La détermination positive, communiquée par écrit, indique que la FDA n'a identifié aucune déficience de bioéquivalence dans la demande soumise en septembre 2025. Cela réduit considérablement le risque lié à l'actif et renforce le potentiel d'une décision d'approbation d'ici la date cible précédemment fixée à l'été 2026, positionnant NRx pour des revenus potentiels à court terme grâce à sa formulation de kétamine pour l'anesthésie.
Voie dégagée pour une demande de médicament antidépresseur plus large, ciblant 16 millions de patients
Cette avancée sur le front des génériques fait suite à une mise à jour cruciale du 16 mars 2026 concernant la demande de nouveau médicament (NDA) distincte de la société pour sa kétamine de marque, le NRX-100. Suite à une réunion de type C, la FDA a confirmé qu'elle était disposée à examiner la NDA sur la base des données cliniques existantes, éliminant ainsi le fardeau important en termes de coûts et de temps lié à la réalisation d'essais supplémentaires.

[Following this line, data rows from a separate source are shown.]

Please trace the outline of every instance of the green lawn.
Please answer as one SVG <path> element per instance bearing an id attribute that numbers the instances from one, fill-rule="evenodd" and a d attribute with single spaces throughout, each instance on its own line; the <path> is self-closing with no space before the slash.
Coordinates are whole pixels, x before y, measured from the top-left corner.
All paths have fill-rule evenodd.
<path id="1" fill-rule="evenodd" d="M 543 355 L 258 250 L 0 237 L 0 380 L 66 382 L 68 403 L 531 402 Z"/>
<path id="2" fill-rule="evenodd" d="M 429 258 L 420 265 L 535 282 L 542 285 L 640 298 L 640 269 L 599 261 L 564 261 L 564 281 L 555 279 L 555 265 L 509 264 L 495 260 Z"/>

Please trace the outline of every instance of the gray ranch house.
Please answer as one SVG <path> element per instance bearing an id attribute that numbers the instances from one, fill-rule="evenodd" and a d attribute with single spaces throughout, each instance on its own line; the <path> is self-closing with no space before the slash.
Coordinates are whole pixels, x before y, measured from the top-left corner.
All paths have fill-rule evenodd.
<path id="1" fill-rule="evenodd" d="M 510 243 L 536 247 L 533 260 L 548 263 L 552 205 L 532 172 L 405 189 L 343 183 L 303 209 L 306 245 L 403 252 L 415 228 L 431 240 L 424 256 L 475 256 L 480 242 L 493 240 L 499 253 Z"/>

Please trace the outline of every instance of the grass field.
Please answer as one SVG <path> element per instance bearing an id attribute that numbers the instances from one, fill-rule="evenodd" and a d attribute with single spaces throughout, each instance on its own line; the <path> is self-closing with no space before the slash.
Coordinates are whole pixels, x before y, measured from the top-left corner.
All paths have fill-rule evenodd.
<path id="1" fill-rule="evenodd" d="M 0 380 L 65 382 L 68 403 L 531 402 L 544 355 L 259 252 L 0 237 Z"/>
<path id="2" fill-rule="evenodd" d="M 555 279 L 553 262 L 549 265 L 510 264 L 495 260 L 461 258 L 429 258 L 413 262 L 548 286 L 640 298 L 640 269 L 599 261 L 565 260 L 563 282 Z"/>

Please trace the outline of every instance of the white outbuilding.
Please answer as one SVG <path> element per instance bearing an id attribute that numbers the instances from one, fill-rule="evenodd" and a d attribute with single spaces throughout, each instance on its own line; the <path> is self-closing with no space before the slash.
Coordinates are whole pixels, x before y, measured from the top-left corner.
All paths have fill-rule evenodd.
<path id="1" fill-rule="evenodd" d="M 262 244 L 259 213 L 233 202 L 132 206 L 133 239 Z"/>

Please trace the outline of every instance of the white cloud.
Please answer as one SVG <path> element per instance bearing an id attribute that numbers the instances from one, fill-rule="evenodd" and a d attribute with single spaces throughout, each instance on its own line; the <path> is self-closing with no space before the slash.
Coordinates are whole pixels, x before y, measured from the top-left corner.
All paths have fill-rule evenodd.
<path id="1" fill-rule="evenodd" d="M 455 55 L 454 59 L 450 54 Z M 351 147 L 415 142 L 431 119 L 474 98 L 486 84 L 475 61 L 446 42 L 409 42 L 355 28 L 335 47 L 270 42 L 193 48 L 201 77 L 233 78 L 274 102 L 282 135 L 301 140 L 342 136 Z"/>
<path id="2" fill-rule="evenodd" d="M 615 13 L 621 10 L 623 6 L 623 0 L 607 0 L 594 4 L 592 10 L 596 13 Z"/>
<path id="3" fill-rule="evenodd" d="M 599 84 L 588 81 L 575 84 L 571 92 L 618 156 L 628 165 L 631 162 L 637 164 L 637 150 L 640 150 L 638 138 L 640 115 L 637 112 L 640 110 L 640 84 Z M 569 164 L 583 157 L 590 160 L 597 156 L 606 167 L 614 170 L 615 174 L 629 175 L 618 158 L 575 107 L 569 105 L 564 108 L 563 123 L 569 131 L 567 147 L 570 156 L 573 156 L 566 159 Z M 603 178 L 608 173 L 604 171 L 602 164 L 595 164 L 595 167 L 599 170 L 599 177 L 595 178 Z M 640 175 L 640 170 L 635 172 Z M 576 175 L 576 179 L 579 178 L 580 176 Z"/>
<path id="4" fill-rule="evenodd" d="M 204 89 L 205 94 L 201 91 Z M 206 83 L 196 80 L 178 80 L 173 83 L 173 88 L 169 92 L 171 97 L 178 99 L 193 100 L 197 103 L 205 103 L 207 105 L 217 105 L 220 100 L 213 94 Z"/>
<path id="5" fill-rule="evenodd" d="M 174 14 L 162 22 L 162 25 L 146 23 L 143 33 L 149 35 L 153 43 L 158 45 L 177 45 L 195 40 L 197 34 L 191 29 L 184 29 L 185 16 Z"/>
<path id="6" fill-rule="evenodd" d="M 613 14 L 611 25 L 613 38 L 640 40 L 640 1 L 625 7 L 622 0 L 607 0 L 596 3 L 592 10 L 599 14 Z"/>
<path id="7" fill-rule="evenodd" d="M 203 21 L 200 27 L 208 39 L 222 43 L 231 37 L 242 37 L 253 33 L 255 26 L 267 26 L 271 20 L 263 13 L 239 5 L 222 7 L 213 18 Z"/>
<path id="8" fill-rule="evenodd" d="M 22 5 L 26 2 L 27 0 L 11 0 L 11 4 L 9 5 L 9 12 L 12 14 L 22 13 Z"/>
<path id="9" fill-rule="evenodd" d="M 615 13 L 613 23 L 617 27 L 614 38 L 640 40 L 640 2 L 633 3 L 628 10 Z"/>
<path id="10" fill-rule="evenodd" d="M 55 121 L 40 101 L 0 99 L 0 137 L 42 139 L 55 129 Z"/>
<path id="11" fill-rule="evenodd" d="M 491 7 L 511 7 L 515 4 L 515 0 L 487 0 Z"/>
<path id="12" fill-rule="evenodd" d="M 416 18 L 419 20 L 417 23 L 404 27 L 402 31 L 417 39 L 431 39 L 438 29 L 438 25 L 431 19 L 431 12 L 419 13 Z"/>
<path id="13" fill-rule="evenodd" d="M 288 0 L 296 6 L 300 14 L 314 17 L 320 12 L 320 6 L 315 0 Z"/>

Portée par ces directives, NRx prévoit de rechercher une indication primaire plus large pour traiter la dépression sévère chez les patients pouvant présenter des idées suicidales, élargissant ainsi son marché cible d'un groupe de niche à plus de 16 millions d'Américains souffrant de dépression chaque année. Les données d'essais existantes ont montré que la kétamine était considérablement supérieure au placebo et non inférieure à l'électroconvulsivothérapie, une norme de soins qui entraîne une incidence de 30 % de perte de mémoire – un effet secondaire non observé avec la kétamine. Cette stratégie réglementaire à double voie crée un chemin plus clair vers la commercialisation pour un générique et une thérapie de marque à forte valeur ajoutée.